Today, many "sub-national" or regional identities are emerging from the national identities. People can express a Basque or Celtic identity. They can be Catalan and Spanish, Jew and French, coming from Yorkshire and, simultaneously, declare themselves to be from Europe. It is what is called the "hybrid state." Demands for greater recognition of national identity, if not yet total separation, are on the rise; for example, Scotland, and in Belgium, Walloons and Flemings are increasingly at odds, while in France the Bretons, the Basques, the Corsican's, and German-speaking Alsatians are reviving their own ethnic traditions and customs. In Spain, Catalonia, the Basque country and Galicia are increasingly resentful of the central government in Madrid. Multiple identities are emerging and eroding the nation's monopoly of social identity.
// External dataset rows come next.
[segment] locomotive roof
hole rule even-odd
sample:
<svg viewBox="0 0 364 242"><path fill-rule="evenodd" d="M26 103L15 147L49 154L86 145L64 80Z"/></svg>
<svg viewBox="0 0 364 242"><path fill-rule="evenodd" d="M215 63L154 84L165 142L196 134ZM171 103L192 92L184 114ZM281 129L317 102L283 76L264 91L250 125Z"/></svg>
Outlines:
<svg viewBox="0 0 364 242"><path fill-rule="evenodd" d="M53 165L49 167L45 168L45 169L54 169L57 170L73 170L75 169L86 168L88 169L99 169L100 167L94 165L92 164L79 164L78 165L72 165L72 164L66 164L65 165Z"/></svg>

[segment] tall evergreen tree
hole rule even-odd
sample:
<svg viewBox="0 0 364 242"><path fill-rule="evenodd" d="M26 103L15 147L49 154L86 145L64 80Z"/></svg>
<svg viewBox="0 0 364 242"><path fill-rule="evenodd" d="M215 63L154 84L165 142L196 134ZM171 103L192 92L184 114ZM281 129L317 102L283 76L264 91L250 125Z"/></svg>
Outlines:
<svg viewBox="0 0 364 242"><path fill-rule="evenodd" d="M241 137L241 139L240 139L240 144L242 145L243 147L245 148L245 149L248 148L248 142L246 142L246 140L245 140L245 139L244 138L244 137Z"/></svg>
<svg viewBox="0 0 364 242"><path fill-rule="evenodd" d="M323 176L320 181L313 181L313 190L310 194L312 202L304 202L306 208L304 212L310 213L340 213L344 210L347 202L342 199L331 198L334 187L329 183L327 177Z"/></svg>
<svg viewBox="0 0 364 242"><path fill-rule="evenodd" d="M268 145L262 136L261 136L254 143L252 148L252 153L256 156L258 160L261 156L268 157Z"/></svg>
The economic needs of Europe are causing the nations to surrender part of its sovereignty, and therefore identity to a new entity, the European Union. Many, like the Scots and the Catalans hope that the joining to the European Union will open the way to the devolution of local powers and recognition of the multiple identities compressed under the European nationalist system. The whole concept of the European Union brings about another identity. People are already identifying themselves as European rather than French, German or Italian. This leads to a more inclusive society, one where many cultures can exist and overlap one where multiple identities exist; however the exclusion force can also be seen through the changes that the countries have to undergo in order to join the EU.
The European Union has created a new identity, a larger one than has been seen in Europe in a long time, one that every person in Europe will one day become part of, and hopefully be the key to a stronger and more tolerant society. Multiple identities have shaped Europe throughout the centuries. People with many different identities living in the same land have caused great changes in Europe. European history was made by a succession of conquests, invasions and revolts, carried by the feeling of belonging to a group defined in opposition with others, carried by the multiple identities coexisting on a single territory. The Europe we know today is the result of these numerous fluctuations in the shape of the boundaries, the transfers of population and influences carried in by invaders.
Europe has seen much bloodshed as a result of multiple identities; however, with the force of globalization, the many multiple identities are showing signs of tolerance for each other and will thus hopefully create a bright future for the European society.